Overview of a new exhibition, which is due to open at the Metropolitan Museum of Art in New York in October, and looks like an absolute cracker, focusing on the importance of metal working (running from October 16, 2007–February 18, 2008):
Opening at The Metropolitan Museum of Art on October 16, 2007, Gifts for the Gods: Images from Egyptian Temples is the first exhibition ever devoted to these fascinating yet enigmatic works. On view will be some 70 superb statues and statuettes created in precious metals and copper alloys including bronze (an alloy of copper and tin) over more than two millennia.

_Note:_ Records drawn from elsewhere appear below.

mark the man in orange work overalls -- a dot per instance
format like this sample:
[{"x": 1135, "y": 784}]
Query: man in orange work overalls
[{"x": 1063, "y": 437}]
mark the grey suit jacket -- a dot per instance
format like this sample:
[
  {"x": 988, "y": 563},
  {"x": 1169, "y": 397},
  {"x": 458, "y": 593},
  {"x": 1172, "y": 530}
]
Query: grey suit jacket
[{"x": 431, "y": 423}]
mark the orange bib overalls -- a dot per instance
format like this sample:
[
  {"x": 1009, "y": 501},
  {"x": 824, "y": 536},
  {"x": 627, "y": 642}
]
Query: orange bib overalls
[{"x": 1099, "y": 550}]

Through their long history, the ancient Egyptians used copper, bronze, gold, and silver to create lustrous, graceful statuary for their interactions with their gods – from ritual dramas in the temples and chapels that dotted the landscape to festival processions through the towns and countryside that were thronged by believers. The exhibition will bring to New York masterpieces from around the world, including seven extremely rare inlaid and decorated large bronzes from the first half of the first millennium, the so-called Third Intermediate Period (1070 – 664 B.C.), the apogee of Egyptian metalwork. Among these will be the astonishing bronze statue of the priestess and noblewoman Takushit, the treasure of the Egyptian Collection of the National Archaeological Museum in Athens. Measuring some 27 inches (70 cm) in height and covered with a luminous latticework of divine figures and imagery in precious metal, this work has never before left Greece.